Poco antes de la marcha de Fabienne, en agosto de 1932, se propagó la noticia: Bourland se casaba con Madeleine Daele. Ésta le traía una niña que había tomado en adopción. Por su parte, Bourland tenía otras dos, lo que constituía ya una hermosa familia antes de consumarse el matrimonio. También se supo que Bourland dejaba la Facultad. Estaba cansado y harto de aquellas expectativas, de aquella maniobras, de aquellos pataleos en espera del fallecimiento de un titular, de aquellas prolongadas y taimadas estrategias, de aquellos trabajos de zapa, minas y contraminas en tono a la plaza sitiada de aquella desenfrenada carrera hacia la cátedra vacante. Toda aquella política, todo aquel mangoneo le fatigaba. Estaba ya harto de ver cómo hijos de «patrón» ascendían rápidamente en nombre de la influencia paterna sin apenas haber trabajado. Un país de la América del Sur le ofrecía un puesto.

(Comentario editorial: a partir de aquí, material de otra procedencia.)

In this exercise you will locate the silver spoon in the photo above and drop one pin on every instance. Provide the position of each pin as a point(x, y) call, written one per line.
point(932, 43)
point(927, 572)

Bourland abandonaba Francia y se iba a fundar un hogar y llevar su talento y sus conocimientos a otras tierras. Como tantos otros, dentro de diez años volvería nimbado por una aureola de celebridad después de haber conquistado fama en un lejano país. Y una vez más Francia acogería con entusiasmo y honraría como a un gran hombre a quien no supo qué hacer de él en su propia tierra.